Tuesday, May 28, 2013

Homeward bound

I don't think I've had a more genuine cry as I did on Sunday at 12:39 pm.

Every now and then, you have a moment that touches you to your core, that really stirs your heart and makes you think and Sunday at 12:39 pm, I had mine.

The Arnold family in all their glory before
I started a mini sob fest on the train.
This weekend I went to see my parents at their new home in Virginia, while there I saw one of my four sisters, grandparents on all sides, my aunts and cousins, and a handful of friends - and to say that I felt at home and in the right place would be a gross understatement. I was the happiest that I'd been over those 3 days than I had been in a long time. It wasn't a fleeting happiness either, it was a wake up in the morning and look forward to my day type of happiness that hasn't been present in my life so strongly for about a year.

I traveled, via car and two trains, from Panama City Beach to Manassas, VA, for about a full day and half both ways and it wasn't until my second trip, the one back to Florida that it hit me just how much I didn't want to come back to Florida.

There's something to be said about spending 6 years away from all your close family. It's one thing if you dislike your family or if you don't trust your family, but it's never been that way for me. My family has always been a rock for me, a part of my core. When I went away to college, I was fine, I could see them over the summer or over the winter break and they didn't seem so far away, but by the end of my freshman year, I was ready to drop out of UF, transfer to a new school, and leave the state behind. I don't know if I was desperate to get out of where I was or if I just needed a change, or if I thought running away was the answer. I've only been in one other situation in my life where I've truly wanted to leave somewhere and never come back, and that was when I maybe 10.

There's a small part of me that wishes that I had transferred out...but I know that the bargain that I made with myself and with God about my decision to stay had amazing results, and the people that became my second family, my children, my residents, became the things that kept me going...because I didn't want them to hate their new home as much as I did in that first year.

It wasn't until I was on a train watching my mom search for my face and having her stop - still unable to see me - and have her still be looking me dead in the eye that it hit me what I've missed so much.

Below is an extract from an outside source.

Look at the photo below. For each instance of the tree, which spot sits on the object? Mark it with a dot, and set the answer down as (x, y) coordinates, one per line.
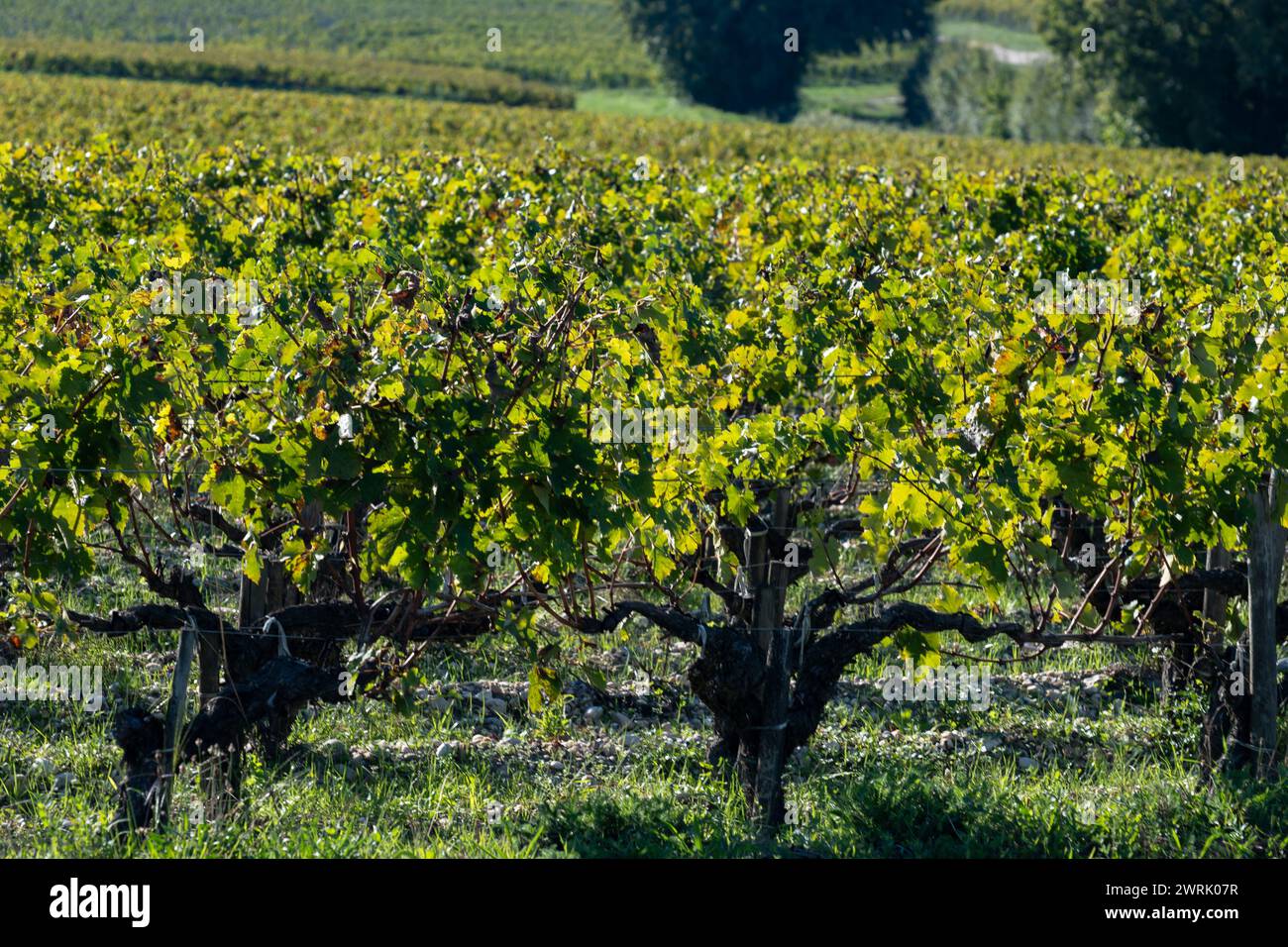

The people I've met here have been some of the sweetest, most caring individuals you could ever find. They've let me into their homes, cooked for me, helped me when I was down and out with literally nothing but a deflated air mattress and a laptop...but for all their efforts to be there for me, they don't know me. No matter how much I may open up, they still won't completely understand who I am, where I came from, or what I'm really like - simply because they haven't seen me - and I miss that.

I miss intimacy - not a closeness to a person, but the lack of fear that when I'm exposed that I will still be loved and cared for, that I won't be looked at in shame or anger. It's a feeling I got when I started dancing with my family and caught my cousin taking blackmail worthy video, it's the feeling I got while sitting and drinking with a close friend that I hadn't seen in years, it's the feeling I got when sharing secrets about fears and being a grownup with my cousin...it's the exposure that I've tried to develop with people here that I simply don't seem to have the ability to facilitate.

I don't know if the reason I cried when I left Manassas was because I missed being near my family, I'm sure that it was a piece of bigger puzzle, but I think what I really missed was the comfort of being home despite being in an area I'd never been before. I missed being raw, honest, open and not being scared that I would turn people off to me - because these people have seen me at my worst and they didn't run away then.

I've come to accept that the phrase home is where the heart is isn't as much about love, but about feeling the freedom of intimacy and closeness, the ability to be open and honest with no fear of rejection. It's not something that can be grown just anywhere - it's in special friendships, special relationships that we turn from two people into a true love bond, and I hope that one day, whether I'm close to family or not, that I'm able to call someplace my home.